Learning From Two Years of Breastfeeding and Adding A New Baby

In honor of World Breastfeeding Week, I’m thinking about my experiences with breastfeeding in the 28 months since my son, Joshua, was born. I always knew that I wanted to breastfeed my children, since I grew up in a home where full term nursing (also termed “extended breastfeeding”) was the norm.

We had a rocky start due to my mature milk not coming in until my son was four days old. The pediatrician’s concerns about weight loss lead to a few bottles of formula to supplement. With support from my husband, mom, mother-in-law and the rest of my family, however, Joshua and I were able to develop a healthy nursing relationship, and I was thrilled to be able to nurse him exclusively from that point on.

When Joshua was five-and-a-half months old, I went back to work and expressed milk for him, which presented a whole new set of struggles with maintaining my milk supply, battling daycare policies, finding time in my busy day to pump, and dealing with the pain of having to be away from my son each day. Since nursing when we were together and providing expressed milk when we were apart was such a priority for me, I was thrilled to be able to reach my goal of pumping at work until his first birthday. After that time, I slowly and happily weaned from the pump and weaned him onto bottles of cow’s milk while still maintaining our nursing relationship when we were together.
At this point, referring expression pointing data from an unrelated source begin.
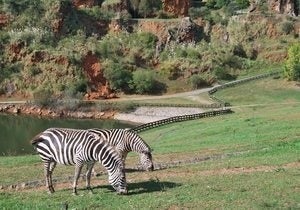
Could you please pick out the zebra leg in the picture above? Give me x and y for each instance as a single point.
(51, 168)
(48, 177)
(78, 168)
(124, 155)
(90, 167)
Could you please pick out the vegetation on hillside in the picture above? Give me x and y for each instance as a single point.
(245, 160)
(44, 44)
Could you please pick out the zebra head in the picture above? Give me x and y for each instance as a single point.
(146, 161)
(117, 179)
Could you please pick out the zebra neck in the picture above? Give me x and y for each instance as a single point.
(106, 156)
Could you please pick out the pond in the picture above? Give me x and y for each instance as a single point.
(16, 131)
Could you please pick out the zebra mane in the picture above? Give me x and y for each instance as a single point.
(36, 139)
(133, 133)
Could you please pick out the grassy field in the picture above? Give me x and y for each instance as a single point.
(246, 160)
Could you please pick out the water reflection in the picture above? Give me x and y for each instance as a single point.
(17, 131)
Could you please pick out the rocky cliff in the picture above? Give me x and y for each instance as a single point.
(290, 7)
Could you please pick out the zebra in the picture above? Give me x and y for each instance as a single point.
(124, 141)
(78, 147)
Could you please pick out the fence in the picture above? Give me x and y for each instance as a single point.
(204, 114)
(181, 118)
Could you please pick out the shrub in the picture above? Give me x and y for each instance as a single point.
(117, 75)
(292, 65)
(143, 81)
(43, 97)
(222, 74)
(171, 70)
(287, 27)
(196, 81)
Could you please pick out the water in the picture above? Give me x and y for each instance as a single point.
(17, 131)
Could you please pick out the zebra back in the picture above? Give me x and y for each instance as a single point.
(124, 140)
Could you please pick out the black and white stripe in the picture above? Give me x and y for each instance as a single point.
(125, 141)
(78, 147)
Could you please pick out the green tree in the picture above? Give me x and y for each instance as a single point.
(292, 65)
(143, 81)
(117, 75)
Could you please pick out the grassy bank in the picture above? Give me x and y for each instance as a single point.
(250, 161)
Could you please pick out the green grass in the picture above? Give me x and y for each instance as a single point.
(254, 162)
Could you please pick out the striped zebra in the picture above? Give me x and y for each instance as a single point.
(78, 147)
(125, 141)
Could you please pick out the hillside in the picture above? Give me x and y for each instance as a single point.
(98, 49)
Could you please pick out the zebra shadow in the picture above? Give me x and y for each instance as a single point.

I was so happy to meet the goals that I had set for myself: exclusive breastfeeding for six months, providing expressed milk until one year, and continuing to nurse until the WHO recommendation of a minimum of two years. I have continued to nurse my son on-cue throughout his 28 months, though he asks much less frequently now. Just before Joshua’s second birthday we discovered that we were expecting our second child, and I have continued along the path of following my son’s cues and focusing on child-led weaning. My family and my doctors support my nursing through pregnancy, and despite the occasional tenderness I am happy to continue our nursing relationship.

What I Learned from My First Breastfeeding Experiences

Looking back on over two years of nursing, I realize that the struggles we have had pale in comparison to what some mothers and babies endure in order to breastfeed successfully. I’m thankful that breastfeeding has been a mostly positive experience with only a few blips of difficulty. But I’m still learning from my struggles and setting some goals to hopefully help breastfeeding go even more smoothly after my second child is born.

I have set out to learn why it took four days for my mature milk to come in with my son and have developed a few hypotheses. It turns out that having IV fluids during labor can lead to delays in mature milk coming in. Knowing this makes me even more determined to have a natural birth this time around, since I made the educated decision during a long labor to get an epidural (which required an IV) when I had my son. I’m taking steps now to learn even more pain management techniques so that I can have the natural birth I would like.

I also think that I will be able to encourage my milk to come in more quickly the second time around with my own practices in those first few days. I plan to keep my baby skin-to-skin for as long as possible in those first few days, which I only did for about an hour after Joshua was born. I may use a wrap or a blanket over both of us. I also plan to keep my new baby at the breast instead of continuing to allow visitors to hold him (sorry, visitors, it will be a quick visit!). I think my own confidence as an experienced nursing mom will help in this respect also: it won’t feel so weird for me to nurse my child in front of others this time around. My confidence will also help me to relax and follow my instincts about unnecessary formula supplementation and frequent weight checks. Finally, if my then almost three-year-old has not weaned yet, that stimulation will also help to bring in my mature milk.

When the time comes for me to return to work, my experience will allow me to be a pumping pro as well. I already know where, when and how to pump at work in order to keep up my milk supply. My colleagues are a great source of support, since many of them are former nursing moms or the dads of children who were breastfed. I made the conscious decision to switch to a more breastfeeding-friendly child care provider to reduce my own stress and anxiety, and again I have the confidence of knowing that I achieved my goals the first time around and that I will be able to do it again.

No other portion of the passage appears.